The deal is likely to be controversial, taking place against a backdrop of a Saudi-led military campaign against Houthi rebels in Yemen which has been accused of helping to create a humanitarian disaster in the impoverished country.

"Discussions between BAE Systems, the UK government and the Saudi Arabian government are progressing to define the scope and terms of the next five-year Saudi-British Defence Co-operation Programme," BAE told the Stock Exchange on Thursday.

British MPs last month called for an arms ban to be imposed on Saudi Arabia pending an investigation of alleged war crimes and human rights abuses in Yemen. The UK sold military equipment worth £3.3bn to Saudi Arabia during the first year of the conflict.

The parliamentary foreign affairs select committee said that Foreign Secretary Boris Johnson had "questions to answer" over the Arab kingdom's use of weapons, including the prohibited cluster bombs, in attacks which had in many cases struck hospitals and other civilian infrastructure.

More than 10,000 people - most of them civilians - have been killed in Yemen since the Saudi-led coalition intervened in support of President Abd Rabbuh Mansour Hadi's government, the United Nations says.

Another report by the select committee accused the Foreign Office of actively trying to block investigations into arms sales to the Saudis, warning that the government was deliberately “preventing public scrutiny” of its practices.

“The government points to its robust licensing regime as evidence that its arms export practices are responsible," said the report.

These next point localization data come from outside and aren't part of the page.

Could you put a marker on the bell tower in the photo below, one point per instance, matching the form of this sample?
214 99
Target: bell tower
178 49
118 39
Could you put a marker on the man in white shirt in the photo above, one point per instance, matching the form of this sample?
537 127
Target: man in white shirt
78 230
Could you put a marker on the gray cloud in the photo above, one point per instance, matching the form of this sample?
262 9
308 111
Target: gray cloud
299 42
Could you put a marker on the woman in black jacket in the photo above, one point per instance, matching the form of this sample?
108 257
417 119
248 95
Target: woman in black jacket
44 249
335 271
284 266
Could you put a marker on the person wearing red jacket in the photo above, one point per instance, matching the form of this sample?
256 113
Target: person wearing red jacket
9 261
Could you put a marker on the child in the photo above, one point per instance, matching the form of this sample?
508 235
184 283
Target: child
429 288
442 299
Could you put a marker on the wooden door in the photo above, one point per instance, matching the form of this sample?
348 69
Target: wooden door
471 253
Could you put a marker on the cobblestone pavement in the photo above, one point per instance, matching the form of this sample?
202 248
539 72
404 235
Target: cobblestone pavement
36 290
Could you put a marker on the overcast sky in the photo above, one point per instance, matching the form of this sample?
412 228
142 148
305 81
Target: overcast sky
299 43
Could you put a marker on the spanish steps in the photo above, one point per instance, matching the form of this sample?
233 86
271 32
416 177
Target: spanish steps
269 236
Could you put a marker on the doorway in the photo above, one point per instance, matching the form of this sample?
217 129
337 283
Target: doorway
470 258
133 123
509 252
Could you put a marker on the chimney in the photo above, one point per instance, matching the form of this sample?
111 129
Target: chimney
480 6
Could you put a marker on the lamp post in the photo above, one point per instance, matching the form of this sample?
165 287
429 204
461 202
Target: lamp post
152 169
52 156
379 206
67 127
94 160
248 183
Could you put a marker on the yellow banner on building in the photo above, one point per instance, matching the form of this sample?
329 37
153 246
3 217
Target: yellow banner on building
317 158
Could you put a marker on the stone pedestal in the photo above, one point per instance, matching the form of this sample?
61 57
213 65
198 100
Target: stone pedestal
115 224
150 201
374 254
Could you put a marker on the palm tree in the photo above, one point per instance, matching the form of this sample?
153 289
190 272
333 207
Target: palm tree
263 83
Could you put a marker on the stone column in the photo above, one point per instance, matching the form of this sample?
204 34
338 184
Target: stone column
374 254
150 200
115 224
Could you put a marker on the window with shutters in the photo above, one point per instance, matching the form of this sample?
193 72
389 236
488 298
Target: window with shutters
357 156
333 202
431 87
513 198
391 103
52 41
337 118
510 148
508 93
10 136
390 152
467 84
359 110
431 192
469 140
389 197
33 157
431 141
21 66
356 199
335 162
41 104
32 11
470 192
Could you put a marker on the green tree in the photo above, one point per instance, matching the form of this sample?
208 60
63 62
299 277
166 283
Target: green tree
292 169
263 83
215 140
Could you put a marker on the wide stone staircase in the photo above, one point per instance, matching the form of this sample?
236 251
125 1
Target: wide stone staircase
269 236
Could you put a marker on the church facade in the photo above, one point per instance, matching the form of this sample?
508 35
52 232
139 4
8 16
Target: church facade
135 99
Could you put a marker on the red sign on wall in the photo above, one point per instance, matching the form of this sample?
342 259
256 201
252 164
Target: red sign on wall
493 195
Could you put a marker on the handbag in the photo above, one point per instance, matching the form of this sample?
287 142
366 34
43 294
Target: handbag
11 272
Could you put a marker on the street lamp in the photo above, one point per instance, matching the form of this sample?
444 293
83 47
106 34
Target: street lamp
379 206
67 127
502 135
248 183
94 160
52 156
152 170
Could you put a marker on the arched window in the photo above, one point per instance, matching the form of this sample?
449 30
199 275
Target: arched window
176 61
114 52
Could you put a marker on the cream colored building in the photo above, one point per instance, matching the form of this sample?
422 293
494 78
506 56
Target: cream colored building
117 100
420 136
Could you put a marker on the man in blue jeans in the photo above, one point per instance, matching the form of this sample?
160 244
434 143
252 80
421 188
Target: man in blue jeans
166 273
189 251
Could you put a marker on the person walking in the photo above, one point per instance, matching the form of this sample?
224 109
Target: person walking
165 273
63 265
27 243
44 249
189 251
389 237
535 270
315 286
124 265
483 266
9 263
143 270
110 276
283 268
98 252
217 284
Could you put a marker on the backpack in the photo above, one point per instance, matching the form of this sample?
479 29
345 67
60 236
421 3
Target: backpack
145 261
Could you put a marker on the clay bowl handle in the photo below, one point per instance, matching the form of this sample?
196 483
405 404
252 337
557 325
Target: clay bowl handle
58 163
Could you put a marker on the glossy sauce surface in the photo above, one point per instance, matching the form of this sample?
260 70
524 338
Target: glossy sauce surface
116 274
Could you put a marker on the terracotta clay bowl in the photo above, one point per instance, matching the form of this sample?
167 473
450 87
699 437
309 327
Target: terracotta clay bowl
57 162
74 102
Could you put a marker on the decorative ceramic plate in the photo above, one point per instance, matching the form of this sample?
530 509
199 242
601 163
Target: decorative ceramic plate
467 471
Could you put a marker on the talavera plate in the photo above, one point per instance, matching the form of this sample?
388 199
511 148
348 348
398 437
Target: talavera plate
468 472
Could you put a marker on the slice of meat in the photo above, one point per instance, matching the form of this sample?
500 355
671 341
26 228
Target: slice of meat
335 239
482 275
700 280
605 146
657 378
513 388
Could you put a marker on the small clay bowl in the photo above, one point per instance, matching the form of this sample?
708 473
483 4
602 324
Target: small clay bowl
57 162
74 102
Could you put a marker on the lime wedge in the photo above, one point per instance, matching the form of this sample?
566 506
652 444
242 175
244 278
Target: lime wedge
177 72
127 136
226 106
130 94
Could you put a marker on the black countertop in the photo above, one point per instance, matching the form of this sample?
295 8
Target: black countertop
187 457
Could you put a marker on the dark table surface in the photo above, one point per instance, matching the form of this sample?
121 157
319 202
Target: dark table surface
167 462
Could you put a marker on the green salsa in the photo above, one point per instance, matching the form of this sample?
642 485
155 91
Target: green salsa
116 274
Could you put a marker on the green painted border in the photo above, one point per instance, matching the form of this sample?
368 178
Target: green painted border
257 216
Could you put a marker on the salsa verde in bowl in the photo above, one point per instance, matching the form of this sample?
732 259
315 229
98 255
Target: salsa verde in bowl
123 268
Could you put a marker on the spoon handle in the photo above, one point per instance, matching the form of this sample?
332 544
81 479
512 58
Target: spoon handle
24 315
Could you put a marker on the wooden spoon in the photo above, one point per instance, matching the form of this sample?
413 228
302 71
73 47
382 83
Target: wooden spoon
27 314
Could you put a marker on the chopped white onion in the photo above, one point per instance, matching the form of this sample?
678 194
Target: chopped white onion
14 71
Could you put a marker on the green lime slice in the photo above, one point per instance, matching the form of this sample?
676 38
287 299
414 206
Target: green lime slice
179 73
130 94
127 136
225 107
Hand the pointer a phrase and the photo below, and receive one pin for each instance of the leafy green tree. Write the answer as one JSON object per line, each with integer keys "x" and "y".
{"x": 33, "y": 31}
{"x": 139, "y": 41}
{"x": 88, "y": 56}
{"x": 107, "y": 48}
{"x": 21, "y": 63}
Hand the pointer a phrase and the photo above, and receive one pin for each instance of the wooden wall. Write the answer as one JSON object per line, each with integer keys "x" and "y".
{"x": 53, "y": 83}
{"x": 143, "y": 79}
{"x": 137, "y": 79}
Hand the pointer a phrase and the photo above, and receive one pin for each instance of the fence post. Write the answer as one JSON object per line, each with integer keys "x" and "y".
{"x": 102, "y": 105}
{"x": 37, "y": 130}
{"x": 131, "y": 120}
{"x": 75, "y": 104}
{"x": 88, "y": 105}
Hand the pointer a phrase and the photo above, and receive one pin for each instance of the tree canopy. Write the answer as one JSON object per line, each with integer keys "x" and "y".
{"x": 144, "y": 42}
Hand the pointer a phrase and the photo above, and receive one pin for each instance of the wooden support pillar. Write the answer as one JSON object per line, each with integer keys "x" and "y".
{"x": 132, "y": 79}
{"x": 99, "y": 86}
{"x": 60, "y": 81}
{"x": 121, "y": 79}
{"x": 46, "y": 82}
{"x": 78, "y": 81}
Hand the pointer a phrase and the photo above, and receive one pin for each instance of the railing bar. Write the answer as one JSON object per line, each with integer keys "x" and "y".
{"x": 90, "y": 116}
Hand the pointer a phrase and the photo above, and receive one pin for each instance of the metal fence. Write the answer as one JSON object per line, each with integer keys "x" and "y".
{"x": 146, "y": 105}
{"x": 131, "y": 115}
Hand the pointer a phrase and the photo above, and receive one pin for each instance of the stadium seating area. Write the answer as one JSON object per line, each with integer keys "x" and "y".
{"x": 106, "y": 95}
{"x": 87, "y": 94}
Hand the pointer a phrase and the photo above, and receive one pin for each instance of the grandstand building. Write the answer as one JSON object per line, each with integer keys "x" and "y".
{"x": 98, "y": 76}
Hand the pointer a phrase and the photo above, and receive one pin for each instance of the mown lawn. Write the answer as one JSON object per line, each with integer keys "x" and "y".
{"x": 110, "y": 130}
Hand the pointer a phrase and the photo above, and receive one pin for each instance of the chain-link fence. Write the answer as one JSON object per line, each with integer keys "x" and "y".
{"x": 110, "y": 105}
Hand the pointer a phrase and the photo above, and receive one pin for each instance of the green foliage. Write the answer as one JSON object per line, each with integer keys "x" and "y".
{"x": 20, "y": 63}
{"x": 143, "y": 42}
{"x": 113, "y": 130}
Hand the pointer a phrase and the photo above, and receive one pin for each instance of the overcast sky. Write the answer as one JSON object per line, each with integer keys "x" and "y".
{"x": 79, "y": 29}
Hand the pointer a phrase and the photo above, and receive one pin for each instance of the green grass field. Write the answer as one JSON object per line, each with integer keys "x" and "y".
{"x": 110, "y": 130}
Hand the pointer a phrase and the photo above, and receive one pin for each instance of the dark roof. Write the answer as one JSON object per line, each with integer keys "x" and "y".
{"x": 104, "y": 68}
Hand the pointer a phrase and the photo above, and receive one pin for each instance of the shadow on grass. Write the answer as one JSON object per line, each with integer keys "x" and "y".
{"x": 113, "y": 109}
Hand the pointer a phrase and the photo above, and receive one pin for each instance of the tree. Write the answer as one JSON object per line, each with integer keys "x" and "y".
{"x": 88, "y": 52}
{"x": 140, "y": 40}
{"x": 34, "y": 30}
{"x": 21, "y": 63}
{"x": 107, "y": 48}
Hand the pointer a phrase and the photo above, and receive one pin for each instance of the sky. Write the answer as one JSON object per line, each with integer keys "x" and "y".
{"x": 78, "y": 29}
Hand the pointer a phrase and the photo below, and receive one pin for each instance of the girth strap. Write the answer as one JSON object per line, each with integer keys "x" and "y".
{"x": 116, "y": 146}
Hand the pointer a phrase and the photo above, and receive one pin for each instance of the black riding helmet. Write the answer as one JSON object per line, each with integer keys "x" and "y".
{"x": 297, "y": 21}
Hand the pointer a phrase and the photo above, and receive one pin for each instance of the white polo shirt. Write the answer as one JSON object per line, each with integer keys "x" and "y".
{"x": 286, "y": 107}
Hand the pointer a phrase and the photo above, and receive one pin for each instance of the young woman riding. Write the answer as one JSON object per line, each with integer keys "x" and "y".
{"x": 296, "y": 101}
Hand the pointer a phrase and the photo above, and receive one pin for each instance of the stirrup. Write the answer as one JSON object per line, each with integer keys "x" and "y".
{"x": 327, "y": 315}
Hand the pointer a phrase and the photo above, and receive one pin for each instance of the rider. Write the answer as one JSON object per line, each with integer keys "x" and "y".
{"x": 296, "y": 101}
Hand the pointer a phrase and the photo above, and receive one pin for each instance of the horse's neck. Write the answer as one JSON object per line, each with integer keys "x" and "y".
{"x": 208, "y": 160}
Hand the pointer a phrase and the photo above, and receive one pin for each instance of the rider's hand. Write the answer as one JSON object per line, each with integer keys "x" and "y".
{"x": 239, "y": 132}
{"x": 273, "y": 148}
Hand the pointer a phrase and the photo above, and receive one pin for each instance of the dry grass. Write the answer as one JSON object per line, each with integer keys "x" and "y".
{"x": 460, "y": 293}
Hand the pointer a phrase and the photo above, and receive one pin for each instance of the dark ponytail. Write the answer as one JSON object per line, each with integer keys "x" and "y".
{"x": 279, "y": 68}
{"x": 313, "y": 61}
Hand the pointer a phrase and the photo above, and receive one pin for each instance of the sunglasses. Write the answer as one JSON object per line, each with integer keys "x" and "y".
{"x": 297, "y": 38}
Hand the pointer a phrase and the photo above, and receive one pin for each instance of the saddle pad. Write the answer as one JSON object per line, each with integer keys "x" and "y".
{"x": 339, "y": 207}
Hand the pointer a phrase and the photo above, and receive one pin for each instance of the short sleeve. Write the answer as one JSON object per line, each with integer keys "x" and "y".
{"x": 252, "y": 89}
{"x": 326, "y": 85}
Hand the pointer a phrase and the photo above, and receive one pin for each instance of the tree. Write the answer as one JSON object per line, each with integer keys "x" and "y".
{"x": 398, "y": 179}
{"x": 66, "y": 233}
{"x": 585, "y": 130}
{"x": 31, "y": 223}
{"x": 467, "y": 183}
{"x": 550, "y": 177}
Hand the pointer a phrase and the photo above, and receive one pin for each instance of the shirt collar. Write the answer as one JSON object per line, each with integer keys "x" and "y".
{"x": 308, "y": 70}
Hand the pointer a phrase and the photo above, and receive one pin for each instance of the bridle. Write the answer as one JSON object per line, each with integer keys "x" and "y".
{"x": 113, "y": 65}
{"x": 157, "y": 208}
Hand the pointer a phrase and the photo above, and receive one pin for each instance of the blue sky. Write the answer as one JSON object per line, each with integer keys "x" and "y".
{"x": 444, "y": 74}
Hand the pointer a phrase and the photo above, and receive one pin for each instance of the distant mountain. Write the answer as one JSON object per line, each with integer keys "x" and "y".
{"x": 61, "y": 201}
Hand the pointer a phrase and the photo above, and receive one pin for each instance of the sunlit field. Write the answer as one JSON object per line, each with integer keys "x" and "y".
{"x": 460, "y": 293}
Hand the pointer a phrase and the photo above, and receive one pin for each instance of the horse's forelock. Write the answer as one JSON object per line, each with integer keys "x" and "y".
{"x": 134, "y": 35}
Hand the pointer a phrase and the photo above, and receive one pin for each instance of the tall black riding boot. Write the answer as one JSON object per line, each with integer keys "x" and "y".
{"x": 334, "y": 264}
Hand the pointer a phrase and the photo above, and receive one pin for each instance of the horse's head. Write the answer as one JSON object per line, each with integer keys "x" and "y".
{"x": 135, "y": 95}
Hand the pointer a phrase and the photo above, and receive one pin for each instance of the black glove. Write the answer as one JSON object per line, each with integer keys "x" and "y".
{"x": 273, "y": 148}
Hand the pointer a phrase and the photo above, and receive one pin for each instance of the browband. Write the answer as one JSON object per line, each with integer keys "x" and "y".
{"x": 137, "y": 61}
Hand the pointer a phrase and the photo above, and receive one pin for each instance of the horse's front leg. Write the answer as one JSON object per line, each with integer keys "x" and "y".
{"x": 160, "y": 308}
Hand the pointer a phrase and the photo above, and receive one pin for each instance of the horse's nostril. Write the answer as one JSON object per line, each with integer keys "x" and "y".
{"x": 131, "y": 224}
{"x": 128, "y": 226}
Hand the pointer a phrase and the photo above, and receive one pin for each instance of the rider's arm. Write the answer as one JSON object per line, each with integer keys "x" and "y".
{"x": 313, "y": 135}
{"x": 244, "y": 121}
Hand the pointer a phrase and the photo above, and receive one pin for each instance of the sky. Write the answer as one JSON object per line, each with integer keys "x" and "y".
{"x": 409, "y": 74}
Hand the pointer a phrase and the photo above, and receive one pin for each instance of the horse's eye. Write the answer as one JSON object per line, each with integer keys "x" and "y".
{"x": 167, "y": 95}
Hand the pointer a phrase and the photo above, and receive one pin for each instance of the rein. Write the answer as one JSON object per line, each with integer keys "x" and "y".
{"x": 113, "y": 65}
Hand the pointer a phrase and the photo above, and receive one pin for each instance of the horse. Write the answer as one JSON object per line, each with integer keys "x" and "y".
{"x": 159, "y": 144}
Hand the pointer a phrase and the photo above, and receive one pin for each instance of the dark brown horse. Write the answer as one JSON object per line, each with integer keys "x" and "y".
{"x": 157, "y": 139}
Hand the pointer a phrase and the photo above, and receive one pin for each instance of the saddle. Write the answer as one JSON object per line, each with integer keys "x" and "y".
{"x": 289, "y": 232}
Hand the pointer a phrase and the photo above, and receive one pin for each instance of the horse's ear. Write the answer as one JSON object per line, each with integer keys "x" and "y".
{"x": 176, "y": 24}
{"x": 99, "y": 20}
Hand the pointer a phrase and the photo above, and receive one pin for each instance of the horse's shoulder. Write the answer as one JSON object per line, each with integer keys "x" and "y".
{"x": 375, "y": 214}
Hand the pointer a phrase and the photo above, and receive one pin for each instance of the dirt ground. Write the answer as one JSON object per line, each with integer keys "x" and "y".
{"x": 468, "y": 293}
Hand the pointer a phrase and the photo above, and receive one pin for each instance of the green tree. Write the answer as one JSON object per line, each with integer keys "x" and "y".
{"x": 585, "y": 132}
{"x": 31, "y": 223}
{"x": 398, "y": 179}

“However, by failing to provide persuasive evidence to support this statement or to respond to reports of breaches of international humanitarian law, the government is preventing public scrutiny of its practices."

Britain has long been a major suppliers of defence equipment to Saudi Arabia.

The Al-Yamamah deal conducted between BAE and the Kingdom in the 80s - worth more than £40bn, according to former BAE chief executive Mike Turner - was credited having saved the company from financial crisis.

However, the deal was highly controversial and in 2010 BAE pleaded guilty to a United States court of charges of false accounting and making misleading statements in connection with the deal.

Both sides in the conflict have been accused of war crimes, including the indiscriminate targeting of civilians.

Cross-border rebel shelling from Yemen killed one person and wounded a mother and child in southern Saudi Arabia on Friday, the kingdom's civil defence said.

The victims of the 7am shelling by Houthi rebels in the Jazan region were all Yemeni residents of the kingdom, spokesman Yahya al-Qahtani said.

Cross-border fire and skirmishes have killed more than 100 civilians and Saudi soldiers in the kingdom since the Saudi-led coalition began launching air strikes in March last year.